I’m studying SQL and I’ve got a question that hopefully someone can answer. I normally do multi-table SQL queries like this:
select table1.stuff,table2.stuff from table1,table2 where table1.field=table2.field
and it works fine for retrieving, say, one row of info from related tables. Note that I don’t use “join” in that query.
So now I’m studying “join” and I understand what joins, inner joins, left joins, and right joins are and what they do. Can anyone explain to me when you would possibly use them, or why? It seems to me that a query which returns more then you actually want, ie. rows that are returned even though they may not contain relevant data, is wasteful of resources. Why not build a more intelligent where clause in a query without “join” clauses?
Basically I’m looking for examples of when you’d use this as opposed to not using them at all (as my example above).
The other joins exists because sometimes an equijoin can’t do the job. So sometimes it’s better to have one query that returns more rows than to require two queries to get all the required results.
Here’s an example . Let’s assume two tables, ORDERS and ORDER_DETAILS. The primary key of ORDERS is ORDERID. This is the foreign key of the ORDER_DETAILS table. Rows in ORDERS may have zero, one, or many child records in ORDER_DETAILS.
Now an order fulfillment application needs to query all orders and associated details for bulk processing. Trying it with an equijoin, say something like SELECT * FROM ORDERS A, ORDER_DETAILS B where B.ORDERID=A.ORDERID wouldn’t work because records from ORDERS with zero child records would be excluded. It could be done with the equijoin statement and then another statement to grab everything childless. The most suitable way however would be a left outer join.
Joins are a way of telling the query engine what you are trying to do. In your above example (no explicit join), you are saying: OK, first (conceptually) form the Cartesian product of table1 and table2 (that is, form the list of every possible pair of rows from table1 and table2), then go through that list and remove those that don’t have field matching field.
Whereas with a join:
select stuff from table1 inner join table2 on table1.fieldA=table2.fieldB
the query engine immediately knows what you are trying to do and can so form a better plan for finding the matching rows.
(Also as noted, the outer joins have a more concise syntax than the equivalent where clauses)
Since SQL is loosely speaking a mangled form of relation calculus, there are inevitably many ways to express the same idea - a lot of real world SQL work is working out how to phrase it right for the particular query engine you are dealing with. As optimization technology gets better this matters less, but it’s still a good idea to be as clear as possible when talking to your engine.
So does this mean that using a join is faster than using a from/= statement?
It seems that the joins can be wasteful. For instance in Nick’s example, you’re retrieving a result row for every item (and NULLs) in the order_details table. This means that the info from the main orders table is repeated in each and every related order_details result, yes?
I can see times when that is useful and times when it would suck. Thanks for the examples, dudes.

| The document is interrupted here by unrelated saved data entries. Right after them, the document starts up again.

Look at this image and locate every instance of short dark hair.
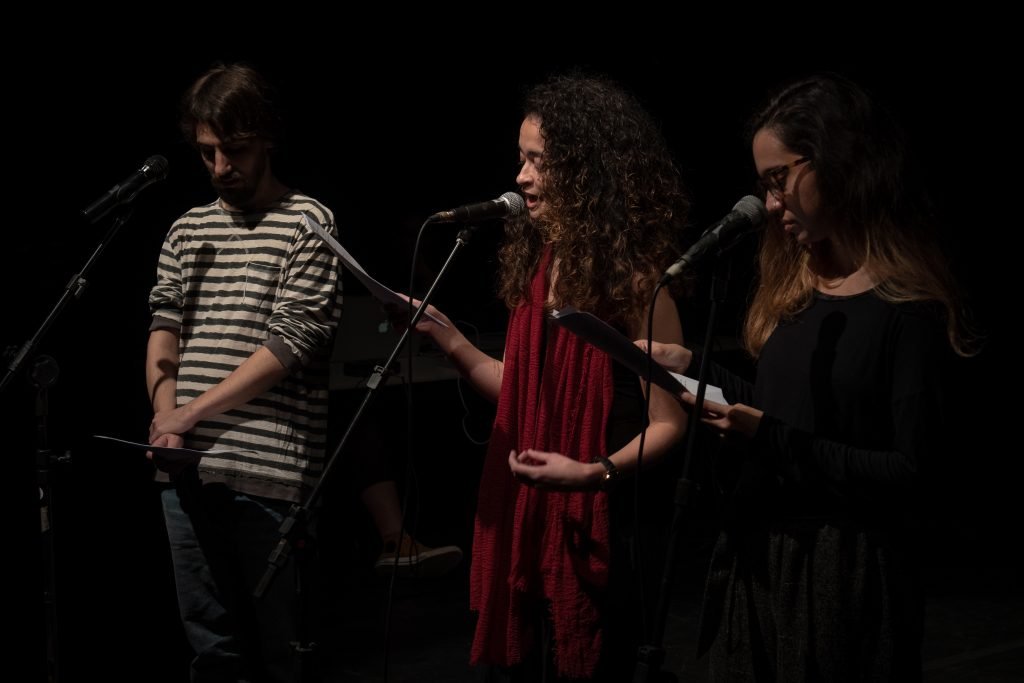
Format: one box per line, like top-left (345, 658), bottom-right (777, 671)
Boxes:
top-left (179, 63), bottom-right (281, 146)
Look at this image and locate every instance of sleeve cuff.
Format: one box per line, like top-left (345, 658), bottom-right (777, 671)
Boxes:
top-left (149, 316), bottom-right (181, 333)
top-left (265, 334), bottom-right (302, 373)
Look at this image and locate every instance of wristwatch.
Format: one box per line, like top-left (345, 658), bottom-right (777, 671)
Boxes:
top-left (595, 456), bottom-right (620, 491)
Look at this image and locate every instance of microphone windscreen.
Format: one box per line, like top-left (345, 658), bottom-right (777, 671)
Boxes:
top-left (732, 195), bottom-right (767, 225)
top-left (499, 191), bottom-right (526, 217)
top-left (143, 155), bottom-right (170, 180)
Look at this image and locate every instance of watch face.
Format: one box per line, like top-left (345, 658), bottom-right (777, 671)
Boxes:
top-left (601, 466), bottom-right (618, 490)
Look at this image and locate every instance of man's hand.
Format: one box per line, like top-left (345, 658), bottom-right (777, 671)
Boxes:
top-left (150, 405), bottom-right (198, 443)
top-left (147, 432), bottom-right (198, 478)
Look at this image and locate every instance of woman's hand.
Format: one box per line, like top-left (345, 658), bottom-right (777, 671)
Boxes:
top-left (391, 293), bottom-right (503, 401)
top-left (680, 394), bottom-right (763, 440)
top-left (389, 294), bottom-right (456, 339)
top-left (635, 340), bottom-right (692, 375)
top-left (508, 449), bottom-right (604, 490)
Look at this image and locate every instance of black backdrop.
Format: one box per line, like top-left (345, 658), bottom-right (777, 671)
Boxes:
top-left (3, 33), bottom-right (1012, 679)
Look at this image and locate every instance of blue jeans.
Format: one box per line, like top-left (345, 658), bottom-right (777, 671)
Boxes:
top-left (161, 479), bottom-right (310, 683)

The where clause thing is just an alternate syntax for joins in modern databases. It’s not really recommended anymore as the query compiler have a harder time creating an optimized query out of it in complex cases than they do for bog standard join syntax.

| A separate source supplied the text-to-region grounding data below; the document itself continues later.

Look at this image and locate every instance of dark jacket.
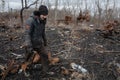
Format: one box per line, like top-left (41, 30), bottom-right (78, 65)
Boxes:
top-left (25, 13), bottom-right (47, 49)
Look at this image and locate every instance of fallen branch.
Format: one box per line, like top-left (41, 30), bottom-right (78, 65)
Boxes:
top-left (53, 50), bottom-right (68, 56)
top-left (103, 51), bottom-right (120, 53)
top-left (9, 52), bottom-right (23, 59)
top-left (1, 60), bottom-right (15, 80)
top-left (0, 65), bottom-right (5, 72)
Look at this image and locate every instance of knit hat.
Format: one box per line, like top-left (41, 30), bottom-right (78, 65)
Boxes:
top-left (39, 5), bottom-right (48, 15)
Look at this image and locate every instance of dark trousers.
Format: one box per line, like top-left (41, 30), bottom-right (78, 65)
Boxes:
top-left (33, 46), bottom-right (49, 72)
top-left (25, 44), bottom-right (49, 73)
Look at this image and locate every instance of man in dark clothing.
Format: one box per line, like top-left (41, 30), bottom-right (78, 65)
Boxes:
top-left (24, 5), bottom-right (49, 73)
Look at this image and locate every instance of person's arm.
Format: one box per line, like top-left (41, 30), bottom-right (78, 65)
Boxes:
top-left (42, 26), bottom-right (47, 46)
top-left (24, 17), bottom-right (34, 49)
top-left (24, 26), bottom-right (32, 46)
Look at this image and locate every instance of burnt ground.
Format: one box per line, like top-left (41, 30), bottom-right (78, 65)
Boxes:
top-left (0, 24), bottom-right (120, 80)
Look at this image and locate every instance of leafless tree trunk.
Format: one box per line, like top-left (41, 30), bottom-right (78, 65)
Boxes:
top-left (7, 0), bottom-right (10, 12)
top-left (47, 0), bottom-right (51, 10)
top-left (40, 0), bottom-right (43, 4)
top-left (54, 0), bottom-right (58, 22)
top-left (35, 1), bottom-right (38, 9)
top-left (105, 0), bottom-right (109, 20)
top-left (95, 0), bottom-right (102, 26)
top-left (84, 0), bottom-right (88, 11)
top-left (20, 0), bottom-right (39, 27)
top-left (113, 0), bottom-right (116, 10)
top-left (21, 0), bottom-right (24, 9)
top-left (25, 0), bottom-right (27, 7)
top-left (1, 0), bottom-right (5, 12)
top-left (66, 0), bottom-right (71, 13)
top-left (113, 0), bottom-right (117, 18)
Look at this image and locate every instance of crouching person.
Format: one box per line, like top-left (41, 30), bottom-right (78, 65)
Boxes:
top-left (24, 5), bottom-right (49, 74)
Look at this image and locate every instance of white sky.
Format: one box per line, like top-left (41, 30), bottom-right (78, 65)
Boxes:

left and right joins are also very useful when trying to find records that should have dependent data but don’t.
to expand nick’s example, say that you have two tables, ORDER and ORDERDETAIL. for the data to make sense, you need to have data in both tables. to find examples where you have data in ORDER but not in ORDERDETAIL, do this:
select * from ORDER join ORDERDETAIL
on ORDER.OrderID = ORDERDETAIL.OrderID
where ORDERDETAIL.SomeColumnThatShouldNeverBeNull is NULL
alternately, if your foreign keys get fucked up, you could end up with records in ORDERDETAIL that don’t have corresponding records in ORDER. a right join would find those.

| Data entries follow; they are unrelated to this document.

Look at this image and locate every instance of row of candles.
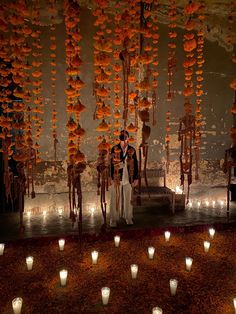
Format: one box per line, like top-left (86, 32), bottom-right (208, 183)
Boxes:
top-left (188, 199), bottom-right (226, 208)
top-left (3, 228), bottom-right (235, 314)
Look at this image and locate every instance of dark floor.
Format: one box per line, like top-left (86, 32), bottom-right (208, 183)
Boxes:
top-left (0, 199), bottom-right (236, 241)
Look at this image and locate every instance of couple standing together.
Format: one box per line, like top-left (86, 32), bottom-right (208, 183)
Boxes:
top-left (109, 130), bottom-right (139, 228)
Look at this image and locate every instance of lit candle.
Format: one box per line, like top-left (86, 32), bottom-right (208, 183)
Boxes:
top-left (130, 264), bottom-right (138, 279)
top-left (205, 200), bottom-right (209, 207)
top-left (170, 279), bottom-right (178, 296)
top-left (114, 235), bottom-right (120, 247)
top-left (59, 269), bottom-right (68, 286)
top-left (189, 201), bottom-right (193, 208)
top-left (148, 247), bottom-right (155, 259)
top-left (26, 256), bottom-right (34, 271)
top-left (212, 200), bottom-right (216, 207)
top-left (43, 210), bottom-right (47, 216)
top-left (58, 208), bottom-right (63, 216)
top-left (185, 257), bottom-right (193, 271)
top-left (164, 231), bottom-right (171, 242)
top-left (233, 298), bottom-right (236, 313)
top-left (91, 251), bottom-right (99, 264)
top-left (204, 241), bottom-right (210, 252)
top-left (27, 211), bottom-right (31, 217)
top-left (101, 287), bottom-right (110, 305)
top-left (58, 239), bottom-right (65, 251)
top-left (0, 243), bottom-right (5, 255)
top-left (152, 307), bottom-right (163, 314)
top-left (90, 207), bottom-right (95, 216)
top-left (220, 200), bottom-right (224, 207)
top-left (12, 297), bottom-right (23, 314)
top-left (197, 201), bottom-right (201, 208)
top-left (209, 228), bottom-right (215, 239)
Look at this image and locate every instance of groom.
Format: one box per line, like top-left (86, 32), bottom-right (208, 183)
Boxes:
top-left (109, 130), bottom-right (139, 227)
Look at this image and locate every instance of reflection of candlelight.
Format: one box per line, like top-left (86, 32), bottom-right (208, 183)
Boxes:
top-left (0, 243), bottom-right (5, 255)
top-left (101, 287), bottom-right (110, 305)
top-left (58, 208), bottom-right (63, 216)
top-left (152, 307), bottom-right (163, 314)
top-left (185, 257), bottom-right (193, 271)
top-left (91, 251), bottom-right (98, 264)
top-left (130, 264), bottom-right (138, 279)
top-left (58, 239), bottom-right (65, 251)
top-left (148, 247), bottom-right (155, 259)
top-left (164, 231), bottom-right (171, 242)
top-left (209, 228), bottom-right (215, 239)
top-left (189, 201), bottom-right (193, 208)
top-left (114, 236), bottom-right (120, 247)
top-left (170, 279), bottom-right (178, 296)
top-left (12, 297), bottom-right (23, 314)
top-left (26, 256), bottom-right (34, 271)
top-left (204, 241), bottom-right (210, 252)
top-left (43, 210), bottom-right (47, 216)
top-left (59, 269), bottom-right (68, 286)
top-left (233, 298), bottom-right (236, 313)
top-left (90, 207), bottom-right (95, 216)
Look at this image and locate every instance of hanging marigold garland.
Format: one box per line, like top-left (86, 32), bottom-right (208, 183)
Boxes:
top-left (64, 0), bottom-right (86, 246)
top-left (179, 0), bottom-right (199, 202)
top-left (194, 1), bottom-right (205, 180)
top-left (165, 0), bottom-right (177, 173)
top-left (49, 0), bottom-right (58, 164)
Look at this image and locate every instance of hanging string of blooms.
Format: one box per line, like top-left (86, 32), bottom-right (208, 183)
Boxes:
top-left (194, 1), bottom-right (205, 181)
top-left (49, 0), bottom-right (58, 163)
top-left (64, 0), bottom-right (86, 249)
top-left (179, 0), bottom-right (199, 203)
top-left (31, 0), bottom-right (44, 164)
top-left (165, 0), bottom-right (177, 172)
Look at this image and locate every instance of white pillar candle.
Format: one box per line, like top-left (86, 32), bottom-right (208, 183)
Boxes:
top-left (209, 228), bottom-right (215, 239)
top-left (91, 251), bottom-right (99, 264)
top-left (130, 264), bottom-right (138, 279)
top-left (101, 287), bottom-right (110, 305)
top-left (185, 257), bottom-right (193, 271)
top-left (114, 235), bottom-right (120, 247)
top-left (148, 247), bottom-right (155, 259)
top-left (58, 239), bottom-right (65, 251)
top-left (26, 256), bottom-right (34, 271)
top-left (233, 298), bottom-right (236, 314)
top-left (170, 279), bottom-right (178, 296)
top-left (0, 243), bottom-right (5, 255)
top-left (164, 231), bottom-right (171, 242)
top-left (12, 297), bottom-right (23, 314)
top-left (152, 307), bottom-right (163, 314)
top-left (59, 269), bottom-right (68, 286)
top-left (204, 241), bottom-right (210, 252)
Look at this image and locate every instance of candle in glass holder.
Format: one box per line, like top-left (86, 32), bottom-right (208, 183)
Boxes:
top-left (185, 257), bottom-right (193, 271)
top-left (130, 264), bottom-right (138, 279)
top-left (91, 251), bottom-right (98, 264)
top-left (101, 287), bottom-right (110, 305)
top-left (59, 269), bottom-right (68, 286)
top-left (209, 228), bottom-right (215, 239)
top-left (164, 231), bottom-right (171, 242)
top-left (0, 243), bottom-right (5, 255)
top-left (152, 307), bottom-right (163, 314)
top-left (204, 241), bottom-right (210, 252)
top-left (26, 256), bottom-right (33, 271)
top-left (170, 279), bottom-right (178, 296)
top-left (12, 297), bottom-right (23, 314)
top-left (114, 235), bottom-right (120, 247)
top-left (233, 298), bottom-right (236, 313)
top-left (148, 247), bottom-right (155, 259)
top-left (58, 239), bottom-right (65, 251)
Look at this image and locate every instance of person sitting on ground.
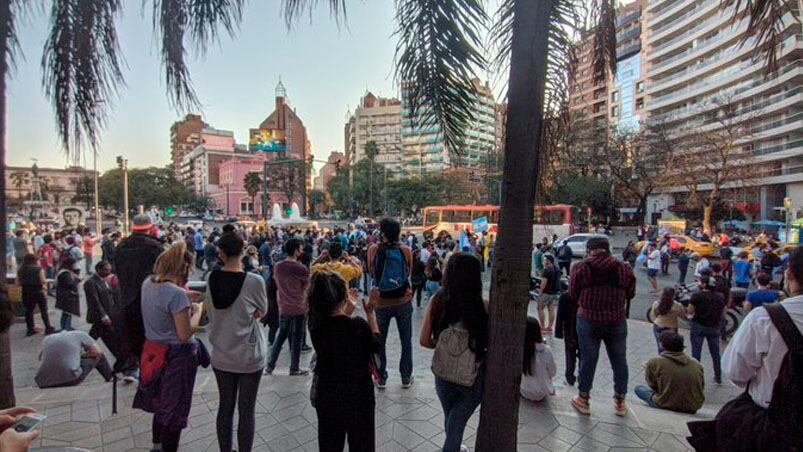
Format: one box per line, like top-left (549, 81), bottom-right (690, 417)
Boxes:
top-left (635, 331), bottom-right (704, 414)
top-left (743, 272), bottom-right (780, 312)
top-left (520, 317), bottom-right (556, 402)
top-left (34, 330), bottom-right (114, 388)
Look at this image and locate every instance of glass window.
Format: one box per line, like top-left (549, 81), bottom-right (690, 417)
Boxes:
top-left (611, 91), bottom-right (619, 102)
top-left (453, 210), bottom-right (472, 223)
top-left (472, 210), bottom-right (490, 220)
top-left (534, 208), bottom-right (546, 225)
top-left (611, 106), bottom-right (619, 117)
top-left (636, 81), bottom-right (645, 93)
top-left (425, 210), bottom-right (440, 225)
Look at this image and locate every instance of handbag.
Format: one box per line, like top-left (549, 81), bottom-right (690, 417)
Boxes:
top-left (431, 322), bottom-right (479, 387)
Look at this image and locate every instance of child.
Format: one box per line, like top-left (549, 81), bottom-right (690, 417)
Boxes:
top-left (520, 317), bottom-right (556, 402)
top-left (555, 292), bottom-right (579, 385)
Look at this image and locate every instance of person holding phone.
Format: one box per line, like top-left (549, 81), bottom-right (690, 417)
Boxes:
top-left (133, 242), bottom-right (207, 452)
top-left (308, 271), bottom-right (380, 452)
top-left (0, 407), bottom-right (41, 452)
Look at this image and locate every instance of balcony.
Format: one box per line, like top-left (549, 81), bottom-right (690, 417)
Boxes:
top-left (617, 43), bottom-right (641, 59)
top-left (616, 9), bottom-right (641, 27)
top-left (616, 25), bottom-right (641, 43)
top-left (651, 1), bottom-right (710, 35)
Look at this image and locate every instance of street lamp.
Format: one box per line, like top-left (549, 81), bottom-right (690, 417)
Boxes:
top-left (116, 156), bottom-right (129, 235)
top-left (93, 149), bottom-right (101, 235)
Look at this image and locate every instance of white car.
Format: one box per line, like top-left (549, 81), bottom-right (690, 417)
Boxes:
top-left (556, 233), bottom-right (609, 257)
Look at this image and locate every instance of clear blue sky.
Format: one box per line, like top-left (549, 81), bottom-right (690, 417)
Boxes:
top-left (7, 1), bottom-right (410, 173)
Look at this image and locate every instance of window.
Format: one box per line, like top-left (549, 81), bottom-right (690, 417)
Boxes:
top-left (636, 98), bottom-right (644, 110)
top-left (239, 201), bottom-right (254, 214)
top-left (447, 210), bottom-right (472, 223)
top-left (636, 81), bottom-right (645, 93)
top-left (425, 210), bottom-right (441, 226)
top-left (611, 91), bottom-right (619, 102)
top-left (472, 210), bottom-right (490, 220)
top-left (611, 106), bottom-right (619, 117)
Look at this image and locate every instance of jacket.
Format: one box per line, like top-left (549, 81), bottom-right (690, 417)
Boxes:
top-left (84, 273), bottom-right (115, 325)
top-left (569, 251), bottom-right (636, 323)
top-left (645, 351), bottom-right (705, 414)
top-left (55, 269), bottom-right (81, 316)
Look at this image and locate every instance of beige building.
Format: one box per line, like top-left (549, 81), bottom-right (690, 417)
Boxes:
top-left (5, 165), bottom-right (96, 215)
top-left (345, 92), bottom-right (403, 176)
top-left (644, 0), bottom-right (803, 220)
top-left (170, 114), bottom-right (208, 180)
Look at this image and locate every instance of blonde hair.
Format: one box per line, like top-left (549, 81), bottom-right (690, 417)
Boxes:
top-left (153, 242), bottom-right (194, 286)
top-left (247, 245), bottom-right (258, 255)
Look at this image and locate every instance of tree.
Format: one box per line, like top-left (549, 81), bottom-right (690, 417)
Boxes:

left joins are also good for verifying cross-server data manipulation.
For instance in Nick’s example, you’re retrieving a result row for every item (and NULLs) in the order_details table. This means that the info from the main orders table is repeated in each and every related order_details result, yes?
your syntax is also going to do this. the equivalent of a left join is using *= in the where clause.